Si de nombreux notables étaient détenus dans ce camp, précise Claude Lanzmann au cours de l’interview, c’est que l’idée première de Himmler était de faire de Theresienstadt « un ghetto pour les Juifs du grand Reich, à savoir Allemagne, Autriche et Tchéquoslovaquie, […] souvent des gens tout à fait âgés, anciens combattants de la Première Guerre mondiale », qu’il était difficile de faire passer pour des ennemis de la nation allemande. Mais la réalité historique contredit toute idée de camp de privilégiés : 35409 Juifs y sont morts de faim ou de maladies dues aux terribles conditions sanitaires. « Avant la visite, déjà 100 000 détenus de Terezin avaient été déportés et assassinés », indique Claude Lanzmann à son interlocuteur.

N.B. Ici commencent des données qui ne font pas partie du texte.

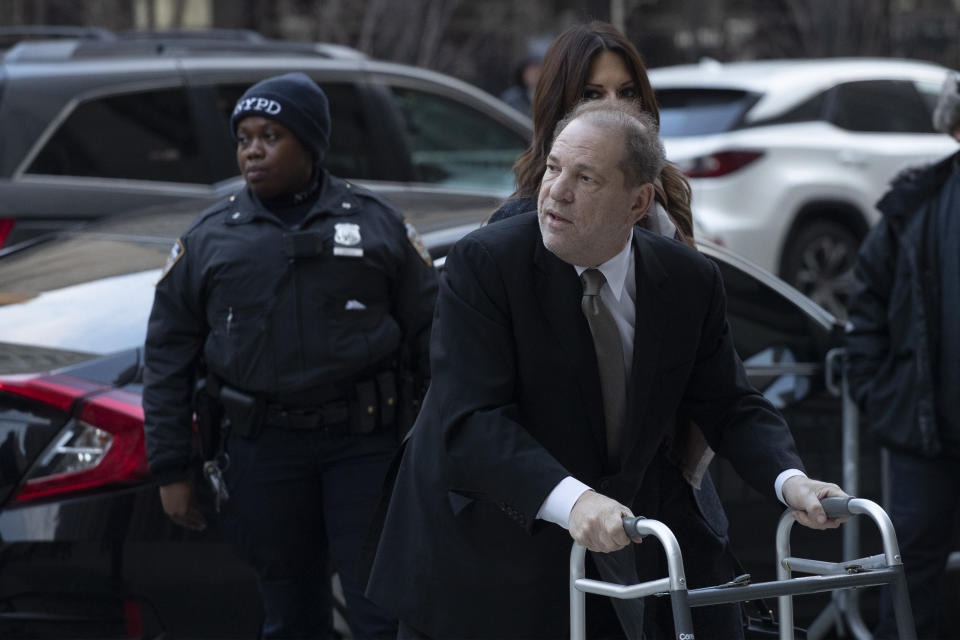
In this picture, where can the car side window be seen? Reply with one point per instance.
(135, 136)
(778, 343)
(880, 106)
(452, 144)
(350, 152)
(930, 94)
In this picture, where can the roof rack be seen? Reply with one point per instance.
(220, 35)
(99, 43)
(46, 32)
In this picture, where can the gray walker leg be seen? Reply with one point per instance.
(836, 507)
(675, 584)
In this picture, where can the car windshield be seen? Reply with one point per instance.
(695, 112)
(69, 301)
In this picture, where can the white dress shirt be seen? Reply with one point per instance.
(620, 295)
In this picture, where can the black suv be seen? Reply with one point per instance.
(102, 123)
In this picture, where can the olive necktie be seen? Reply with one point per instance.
(609, 348)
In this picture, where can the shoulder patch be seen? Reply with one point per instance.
(417, 242)
(175, 254)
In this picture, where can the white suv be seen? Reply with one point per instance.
(788, 158)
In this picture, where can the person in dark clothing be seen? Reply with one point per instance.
(589, 62)
(519, 95)
(304, 304)
(903, 349)
(548, 414)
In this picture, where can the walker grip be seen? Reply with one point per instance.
(837, 507)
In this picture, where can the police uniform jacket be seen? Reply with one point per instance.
(274, 311)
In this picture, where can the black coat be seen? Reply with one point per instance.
(515, 406)
(272, 311)
(894, 315)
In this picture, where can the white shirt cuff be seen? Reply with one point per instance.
(783, 477)
(556, 508)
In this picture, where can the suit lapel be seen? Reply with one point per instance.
(652, 309)
(558, 292)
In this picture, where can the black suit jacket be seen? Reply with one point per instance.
(515, 406)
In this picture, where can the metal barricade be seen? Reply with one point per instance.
(844, 607)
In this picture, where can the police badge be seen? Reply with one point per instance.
(346, 233)
(175, 254)
(417, 243)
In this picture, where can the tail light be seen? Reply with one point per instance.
(6, 226)
(102, 444)
(719, 164)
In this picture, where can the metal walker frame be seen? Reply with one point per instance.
(885, 568)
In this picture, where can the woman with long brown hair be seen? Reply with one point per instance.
(588, 62)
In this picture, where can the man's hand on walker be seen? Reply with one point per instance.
(804, 495)
(596, 522)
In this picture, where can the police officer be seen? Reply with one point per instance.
(303, 305)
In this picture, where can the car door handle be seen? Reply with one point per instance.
(852, 158)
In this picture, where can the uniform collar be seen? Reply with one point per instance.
(337, 198)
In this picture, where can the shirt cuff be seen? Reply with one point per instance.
(783, 477)
(556, 508)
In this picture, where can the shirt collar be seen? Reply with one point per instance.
(615, 269)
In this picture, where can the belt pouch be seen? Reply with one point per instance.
(387, 386)
(245, 411)
(363, 408)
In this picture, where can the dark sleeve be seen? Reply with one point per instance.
(471, 420)
(867, 339)
(738, 422)
(414, 298)
(175, 336)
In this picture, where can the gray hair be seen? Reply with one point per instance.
(643, 155)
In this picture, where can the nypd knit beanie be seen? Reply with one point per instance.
(946, 116)
(293, 100)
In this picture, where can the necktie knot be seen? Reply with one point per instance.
(593, 280)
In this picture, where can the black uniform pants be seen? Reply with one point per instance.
(298, 500)
(924, 504)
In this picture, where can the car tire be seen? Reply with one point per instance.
(819, 261)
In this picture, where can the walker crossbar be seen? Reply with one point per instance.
(869, 571)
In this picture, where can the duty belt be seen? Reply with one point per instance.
(335, 415)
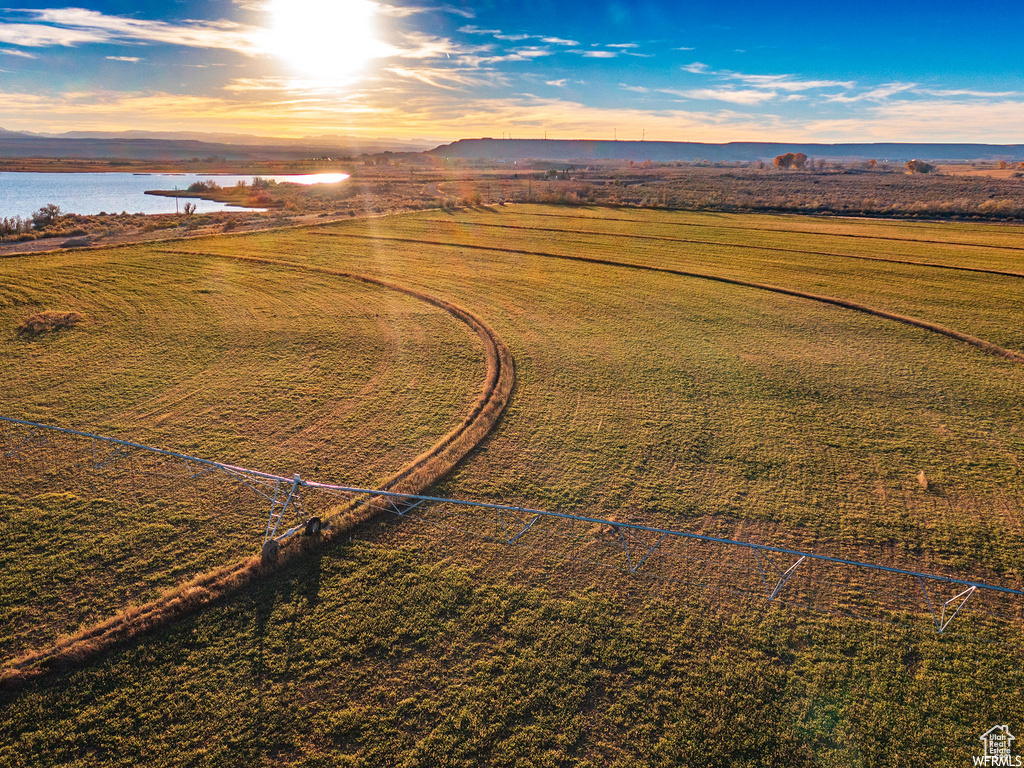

Comme la grande majorité des joueurs filmés par les nazis le 1er Septembre 1944, Pavel Breda est mort à Auschwitz quelques semaines plus tard. C’est également le cas de Kurt Gerron, le réalisateur du film commandité par les nazis. Cet acteur juif, qui jouissait d’une certaine notoriété en Allemagne avant la guerre, avait été contraint par ses geôliers de tourner ce documentaire. Salle Fischermann, un des seuls rescapés qu’on aperçoit dans le film allemand, se rappelle du tournage. Chaque scène avait été réglée au millimètre par les nazis. Alors qu’un technicien allemand s’adressait à Kurt Gerron, il s’était fait reprendre par le commandant SS : « Tu n’es pas autorisé à parler à ce cochon de Juif [« Judenschwein », en allemand] c’est à moi qui tu poses les questions », raconte-t-il à Oded au début de Liga Terezin. Karel Margry, un historien néerlandais qui a longuement travaillé sur les leviers utilisés par la propagande nazie, atteste du cynisme qui se dégage de la lecture du script allemand. La scène du match de football avait été choisie car il s’agissait déjà à cette époque de « quelque chose qui touchait beaucoup de gens », indique-t-il à la fin du documentaire, « et qui allait faciliter la diffusion du film ».
Aujourd’hui, Oded Breda souhaite que le vecteur du football puisse inciter de nombreux jeunes à s’intéresser de plus près à l’histoire de la Shoah. La fondation Beit Theresienstadt développe depuis de nombreuses années un programme d’éducation qui comprend des interventions dans des établissements scolaires en Israël mais aussi en République Tchèque et en Pologne.